To such harangues, delivered with a pretty air of mockery and
extravagance, which was never allowed to get out of hand, Isoult
listened as she had listened to the cheerful prophetics of the Abbess
of Gracedieu, with her gentle smile and her locked lips. Maulfry
talked by the hour together while she and Isoult sat weaving a
tapestry. For the philosopher which it seemed she was, the subject of
the piece was very pleasant. It was the story of Troilus and
Cresseide, no less, wherein Sir Pandarus, (departing from the custom)
was represented a young man of tall and handsome presence, and the
triangle of lovers like children. Diomede was an apple-cheeked school-
boy, Troilus had a tunic and bare legs, Cresseide in her spare moments
dandled a doll. Calchas, for his part, kept a dame-school in this
piece, which for the rest was treated with a singular freedom. Isoult,
poor girl, was occasionally troubled at her part of the work; but the
philosopher laughed heartily at her.
"What ails thee with the piece, child?" she would cry out in her
hearty way. "Dost thou think lovers are men and women, to be taken
seriously? It is to be hoped they are not, forsooth! For if they are
not innocent, what shall be said of their antics?" and more to the
same tune.
While affecting to treat her with freedom, Maulfry kept in reality a
steady rein.
"Go out?" she would cry in mock dismay, at the least hint of such a
wish from the girl--"why under the sun should we go out? To see a
thicket of twigs and breathe rotten vapours? Or do you think we have
processions passing in and out of the tree-trunks? Ah, minx, 'tis a
procession of one you would be spying for! Nay, nay, never look big
eyes at me, child. I know your processioner better than you. He will
come in his time; and whether he come through the door or down the
stairs I cannot tell you yet. Who taught you, pray, that he was in the
wood? Not I, I vow. Why should he not be skulking in the blue alcove
awaiting the hour? You look thither; how you kindle at a word! Well,
well, go and see for yourself if he is in the blue alcove."

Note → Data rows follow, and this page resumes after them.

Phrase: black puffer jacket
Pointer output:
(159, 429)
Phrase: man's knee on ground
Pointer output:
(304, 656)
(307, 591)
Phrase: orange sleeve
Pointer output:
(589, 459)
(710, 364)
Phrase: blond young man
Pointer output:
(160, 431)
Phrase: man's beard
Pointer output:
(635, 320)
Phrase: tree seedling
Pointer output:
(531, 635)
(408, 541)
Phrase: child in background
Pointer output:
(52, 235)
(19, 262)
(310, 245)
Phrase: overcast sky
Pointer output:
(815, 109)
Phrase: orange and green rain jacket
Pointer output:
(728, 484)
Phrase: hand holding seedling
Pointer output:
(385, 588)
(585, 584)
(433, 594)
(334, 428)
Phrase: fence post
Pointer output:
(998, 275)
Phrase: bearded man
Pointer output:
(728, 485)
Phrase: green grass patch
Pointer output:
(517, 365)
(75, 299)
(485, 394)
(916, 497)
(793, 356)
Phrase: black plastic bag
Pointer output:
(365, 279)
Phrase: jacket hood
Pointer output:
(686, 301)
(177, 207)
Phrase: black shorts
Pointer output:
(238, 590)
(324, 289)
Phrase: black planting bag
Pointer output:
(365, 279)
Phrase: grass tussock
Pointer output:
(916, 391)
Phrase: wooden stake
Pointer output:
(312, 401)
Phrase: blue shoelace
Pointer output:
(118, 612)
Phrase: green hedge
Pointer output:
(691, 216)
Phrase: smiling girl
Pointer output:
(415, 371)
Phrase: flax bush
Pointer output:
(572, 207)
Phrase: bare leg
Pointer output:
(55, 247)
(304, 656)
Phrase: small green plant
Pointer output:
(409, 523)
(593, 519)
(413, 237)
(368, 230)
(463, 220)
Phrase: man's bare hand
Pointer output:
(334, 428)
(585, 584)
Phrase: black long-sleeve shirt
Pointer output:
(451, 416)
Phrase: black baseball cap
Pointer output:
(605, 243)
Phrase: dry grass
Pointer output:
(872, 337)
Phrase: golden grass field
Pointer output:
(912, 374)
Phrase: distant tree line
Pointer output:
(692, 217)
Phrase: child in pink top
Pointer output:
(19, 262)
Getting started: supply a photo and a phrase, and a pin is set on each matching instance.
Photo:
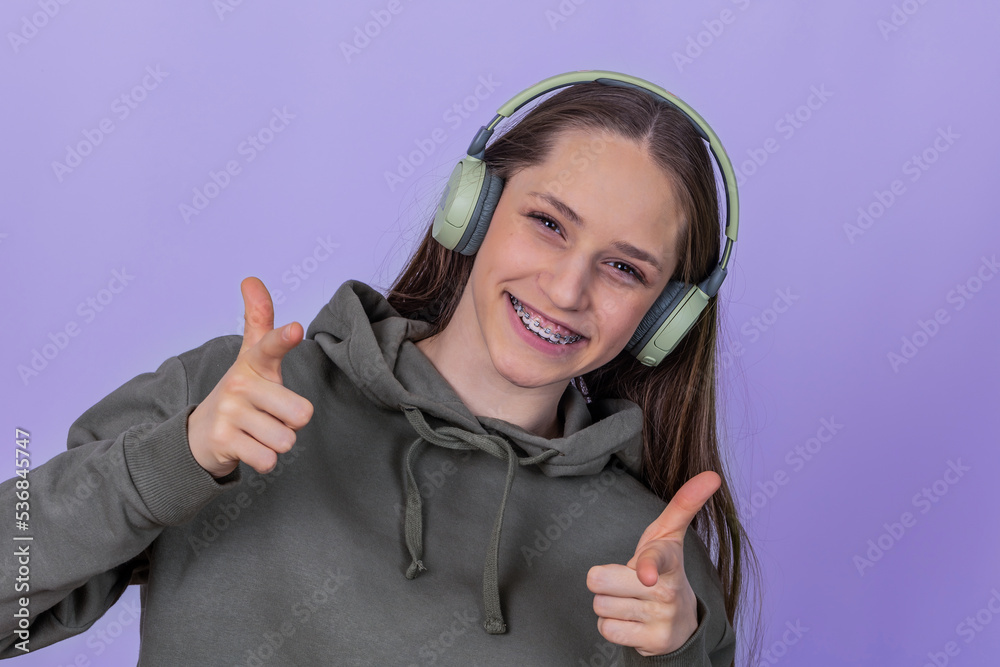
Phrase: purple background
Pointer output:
(889, 91)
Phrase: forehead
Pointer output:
(613, 185)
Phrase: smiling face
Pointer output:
(584, 242)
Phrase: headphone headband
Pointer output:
(472, 194)
(478, 146)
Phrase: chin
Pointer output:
(519, 374)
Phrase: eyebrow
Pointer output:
(621, 246)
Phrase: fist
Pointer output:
(250, 415)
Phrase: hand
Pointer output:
(249, 416)
(649, 604)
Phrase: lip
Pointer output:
(535, 342)
(550, 319)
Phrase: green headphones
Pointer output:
(469, 200)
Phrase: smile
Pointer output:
(534, 325)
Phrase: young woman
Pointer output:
(459, 472)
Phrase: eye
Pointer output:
(630, 270)
(546, 221)
(550, 224)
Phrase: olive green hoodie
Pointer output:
(399, 530)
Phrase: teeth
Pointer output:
(535, 326)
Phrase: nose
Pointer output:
(566, 283)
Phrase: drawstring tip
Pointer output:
(495, 626)
(416, 567)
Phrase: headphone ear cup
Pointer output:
(479, 223)
(466, 206)
(666, 322)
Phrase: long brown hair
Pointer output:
(677, 397)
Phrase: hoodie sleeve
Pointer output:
(697, 651)
(128, 473)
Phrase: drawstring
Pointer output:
(456, 438)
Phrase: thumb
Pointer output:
(264, 346)
(258, 312)
(653, 555)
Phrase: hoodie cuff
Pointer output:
(169, 480)
(691, 653)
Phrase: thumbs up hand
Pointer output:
(649, 604)
(250, 416)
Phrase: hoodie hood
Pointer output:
(373, 344)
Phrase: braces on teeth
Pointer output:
(535, 326)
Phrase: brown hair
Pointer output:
(677, 397)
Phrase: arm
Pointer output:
(697, 651)
(128, 473)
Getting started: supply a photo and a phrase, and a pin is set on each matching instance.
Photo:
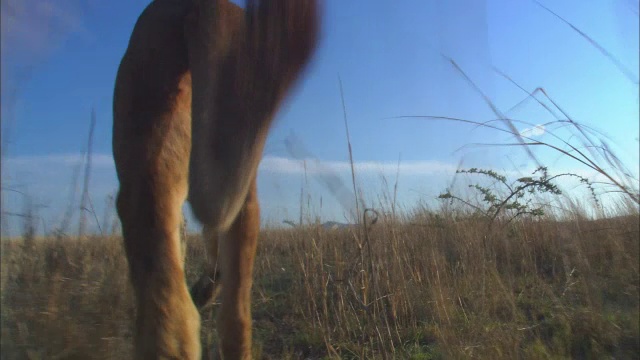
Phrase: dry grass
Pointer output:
(432, 286)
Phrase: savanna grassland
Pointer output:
(431, 285)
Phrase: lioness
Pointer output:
(195, 95)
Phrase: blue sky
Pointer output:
(59, 59)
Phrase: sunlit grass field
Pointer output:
(430, 285)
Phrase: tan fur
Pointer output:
(194, 99)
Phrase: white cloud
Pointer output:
(274, 164)
(537, 130)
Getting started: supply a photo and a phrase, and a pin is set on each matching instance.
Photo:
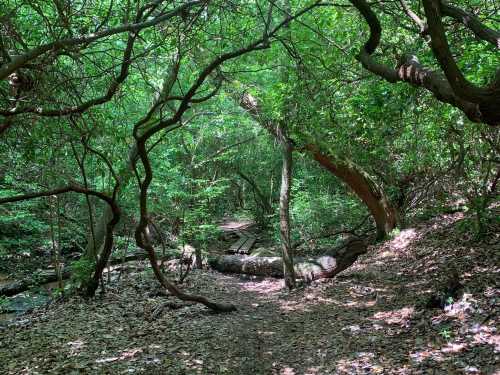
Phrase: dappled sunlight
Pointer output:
(287, 371)
(399, 244)
(362, 363)
(126, 354)
(75, 347)
(264, 287)
(401, 316)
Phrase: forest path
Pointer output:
(365, 321)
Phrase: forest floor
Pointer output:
(368, 320)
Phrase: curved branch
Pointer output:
(21, 60)
(480, 30)
(479, 104)
(61, 190)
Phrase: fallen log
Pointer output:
(44, 277)
(20, 286)
(308, 269)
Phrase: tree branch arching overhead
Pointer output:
(479, 104)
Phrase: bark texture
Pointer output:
(307, 269)
(384, 214)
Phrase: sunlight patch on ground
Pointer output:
(400, 243)
(124, 355)
(362, 364)
(75, 346)
(266, 286)
(401, 316)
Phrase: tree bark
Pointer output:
(307, 269)
(384, 214)
(286, 182)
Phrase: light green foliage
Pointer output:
(81, 270)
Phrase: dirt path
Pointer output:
(366, 321)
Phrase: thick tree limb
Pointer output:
(479, 104)
(480, 30)
(307, 269)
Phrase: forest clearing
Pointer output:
(249, 187)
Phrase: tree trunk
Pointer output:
(94, 246)
(307, 269)
(286, 180)
(384, 214)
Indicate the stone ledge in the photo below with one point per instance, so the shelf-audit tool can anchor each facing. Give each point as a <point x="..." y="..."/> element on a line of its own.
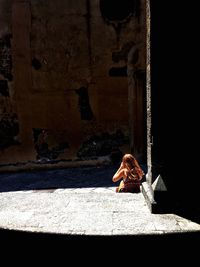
<point x="31" y="166"/>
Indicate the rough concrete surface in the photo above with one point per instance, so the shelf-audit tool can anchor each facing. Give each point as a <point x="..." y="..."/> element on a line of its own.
<point x="80" y="201"/>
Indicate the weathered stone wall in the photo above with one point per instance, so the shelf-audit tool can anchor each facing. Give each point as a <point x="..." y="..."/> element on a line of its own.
<point x="63" y="81"/>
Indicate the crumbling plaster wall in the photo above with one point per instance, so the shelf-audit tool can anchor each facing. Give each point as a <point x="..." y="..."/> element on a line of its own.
<point x="61" y="54"/>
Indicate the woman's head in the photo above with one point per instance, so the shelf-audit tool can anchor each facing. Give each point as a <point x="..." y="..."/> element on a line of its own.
<point x="131" y="163"/>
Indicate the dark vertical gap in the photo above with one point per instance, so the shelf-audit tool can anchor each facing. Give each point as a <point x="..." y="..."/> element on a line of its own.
<point x="88" y="20"/>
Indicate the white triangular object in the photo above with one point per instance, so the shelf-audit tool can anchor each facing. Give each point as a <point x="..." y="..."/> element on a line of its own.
<point x="158" y="184"/>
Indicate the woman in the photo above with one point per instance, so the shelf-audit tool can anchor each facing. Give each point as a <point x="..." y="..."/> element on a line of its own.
<point x="131" y="173"/>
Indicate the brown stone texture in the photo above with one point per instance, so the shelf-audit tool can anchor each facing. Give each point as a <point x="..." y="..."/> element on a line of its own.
<point x="58" y="47"/>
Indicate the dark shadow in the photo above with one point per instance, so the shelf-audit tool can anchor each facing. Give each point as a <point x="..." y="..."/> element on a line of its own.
<point x="175" y="107"/>
<point x="59" y="178"/>
<point x="50" y="180"/>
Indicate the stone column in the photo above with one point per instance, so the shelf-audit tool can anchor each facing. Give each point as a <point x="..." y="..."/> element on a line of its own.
<point x="148" y="88"/>
<point x="21" y="52"/>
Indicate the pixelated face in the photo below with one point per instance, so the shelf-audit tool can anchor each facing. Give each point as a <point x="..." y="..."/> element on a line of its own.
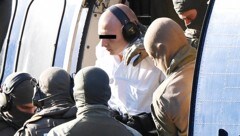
<point x="110" y="35"/>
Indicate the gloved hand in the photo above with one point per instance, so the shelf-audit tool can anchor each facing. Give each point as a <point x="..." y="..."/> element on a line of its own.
<point x="137" y="48"/>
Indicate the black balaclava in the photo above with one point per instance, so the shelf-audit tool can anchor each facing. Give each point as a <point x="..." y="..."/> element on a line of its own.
<point x="55" y="87"/>
<point x="91" y="87"/>
<point x="21" y="94"/>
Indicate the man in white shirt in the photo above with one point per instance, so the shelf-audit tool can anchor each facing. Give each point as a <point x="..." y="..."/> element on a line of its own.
<point x="132" y="86"/>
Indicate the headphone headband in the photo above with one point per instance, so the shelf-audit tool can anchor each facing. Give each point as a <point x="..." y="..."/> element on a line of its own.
<point x="121" y="16"/>
<point x="130" y="30"/>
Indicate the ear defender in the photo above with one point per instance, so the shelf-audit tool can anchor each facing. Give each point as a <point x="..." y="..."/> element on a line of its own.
<point x="37" y="96"/>
<point x="130" y="30"/>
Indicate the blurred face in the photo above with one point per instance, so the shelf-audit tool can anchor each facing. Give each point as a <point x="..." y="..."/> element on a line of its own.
<point x="110" y="34"/>
<point x="188" y="16"/>
<point x="26" y="108"/>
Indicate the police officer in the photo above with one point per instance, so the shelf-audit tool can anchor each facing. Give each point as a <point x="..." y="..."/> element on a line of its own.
<point x="91" y="93"/>
<point x="52" y="96"/>
<point x="192" y="13"/>
<point x="16" y="102"/>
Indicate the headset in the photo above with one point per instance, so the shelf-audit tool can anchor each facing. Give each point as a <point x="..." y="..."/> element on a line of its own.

Poor trembling Isoult went on tiptoe, was fool enough to peep through
the curtains, but good soul enough to take Maulfry's railing in fair
part. She got as much as she deserved, and the joke was none too good
perhaps; but as a trick, it sufficed to keep her on the fine edge of
expectation. She dared not go out for fear of missing Prosper. She
grew so tight-strung as to doubt of nothing. Had Maulfry told her he
would be with them to supper on such and such a night, she would have
come shaking to the meal, rosy as a new bride, nothing doubting but
that the next lift of her shy eyes would reveal him before her. Thus
Maulfry by hints in easy degrees led her on; and not only did she not
dare to go out, but she lost all wish to peer for him in the wood,
because she had been led to the conviction that he was actually in the
tower--a mysterious, harboured visitant who would appear late or soon,
obedient to his destiny. A door even was pointed at, smiled and winked
at, passed by light-foot as they went along the gallery. Maulfry had a
biting humour which sometimes led her further than she was aware.